Para manter a legislação frouxa como está, chegam ao cinismo de pressionar para que as consultas sejam proibidas.
Vamos inverter o raciocínio deles. Para impedir que os fabricantes continuem a praticar os crimes de acrescentar produtos químicos que tornam o cigarro mais palatável para crianças, de imprimir no rótulo teores de nicotina e alcatrão para fingir que existem cigarros menos nocivos e de expor os maços junto a balas e chocolates nas padarias, seria necessário organizar consultas públicas?
Quando a Anvisa proibiu a exposição de vitaminas nas prateleiras das farmácias, por acaso consultou o público? Se embalagens de vitaminas quase sempre inúteis, porém inócuas para o organismo, não devem ficar expostas ao consumidor desavisado, o maço de cigarro pode?
O que a sociedade espera da Anvisa são decisões técnicas para proteger a saúde da população. Reduzir o consumo de cigarros e o contingente de crianças que se tornará dependente de nicotina pelo resto da vida estão entre elas.

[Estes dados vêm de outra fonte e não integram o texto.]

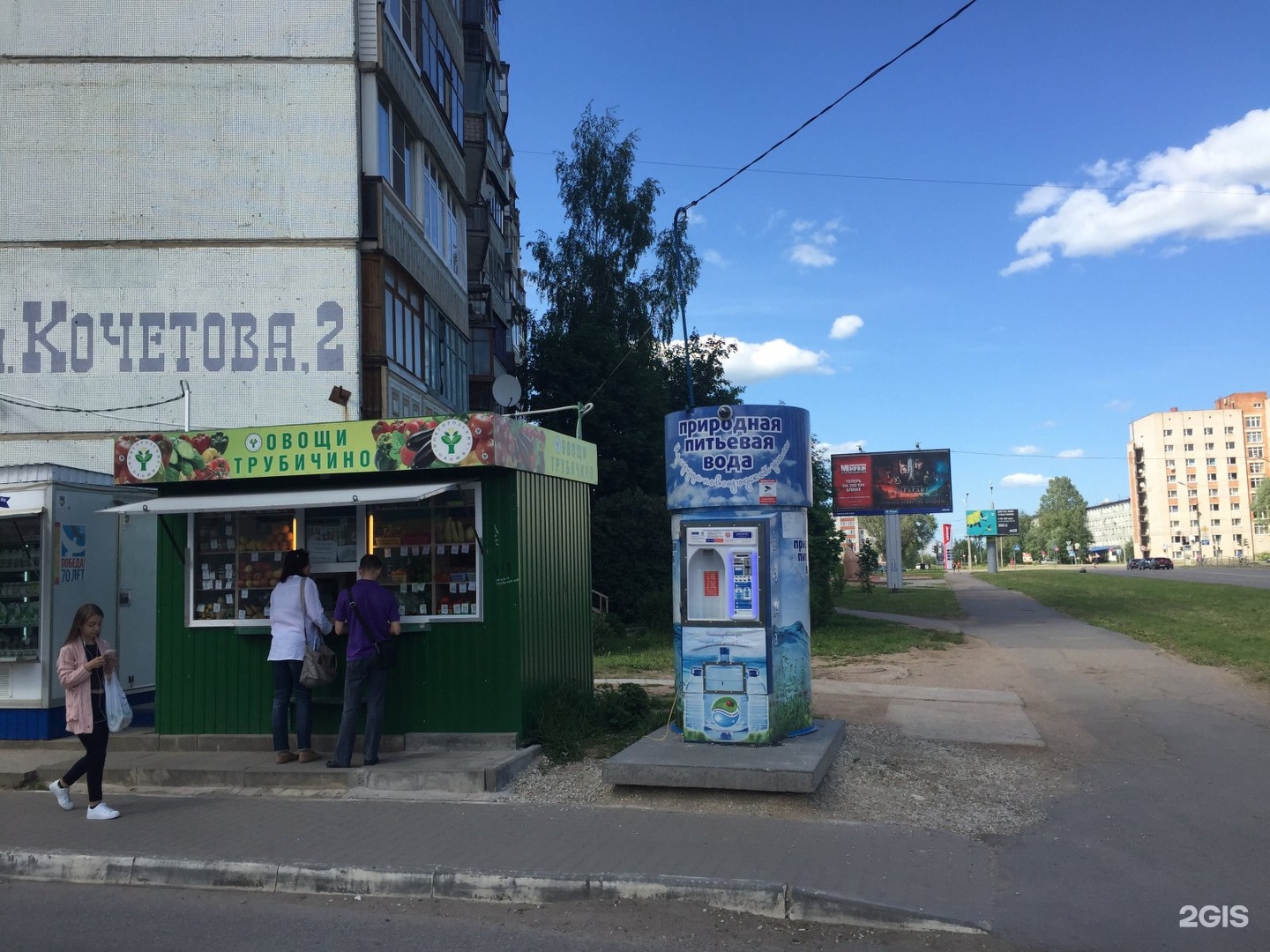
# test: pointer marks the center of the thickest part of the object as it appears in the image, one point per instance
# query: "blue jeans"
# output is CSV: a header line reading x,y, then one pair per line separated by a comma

Arquivo do blog com informações sobre o tabaco.

Comentários

Maka disse…
Realmente é sabido que o cigarro faz mal, ao mesmo tempo em que é sabida a existência de legislação que proíbe a venda de cigarros a menores.

A questão que fica é:

- Onde fica o meu direito de escolha de comprar uma carteira de cigarros com sabor de chocolate? Sendo eu um maior de 18 anos. É necessário alguém julgar por mim? O que é certo ou errado?

Onde entra o direito da Anvisa de querer proibir a produção sobre esta alegação?

Há quem diga que é uma questão do bem coletivo. Tudo isto pode gerar a perda do governo com hospitalização e tratamentos. A opção da grande maioria que não fuma é ir contra o cigarro por alegações diversas.

Isto é uma questão de interesse de um grupo.



Mais vamos a um exemplo pratico:

- Suponho que eu não possuo um carro, logo não gero fumaça no ar que respiro. Não causo mal a ninguém.

Os meus vizinhos possuem veículos, logo geram um monte de fumaça no ar que eu respiro.

Suponho que eu faço parte da Anvisa e lanço uma consulta publica e mobilizo todos os que não possuem veículos para ir contra a produção de veículos.

Fazemos alegação que fazem mal a saúde da população e que as propagandas utilizadas estimulam a compra de um bem que faz mal para todos.

Porque esta indústria também mascarada os malefícios do veiculo com cenas de bem estar familiar e outros artifícios de Marketing induzindo a compra.

As pessoas também ficam viciadas na utilização deste bem.

Tudo isto pode gerar a perda do governo com a hospitalização e tratamentos de doenças respiratórias, mutilação de pessoas inocentes, aquecimento global e por ai a fora.

Provavelmente a indústria automobilística iria promover campanhas junto aos seus trabalhadores e cadeia produtiva, alegando manter a produção dos carros para não gerar desempregos.

Com isto iria gerar a mesma questão:

- Onde fica o direito de escolha de comprar um carro? É necessário alguém julgar? O que é certo ou errado?



Novamente é uma questão de interesse de um grupo.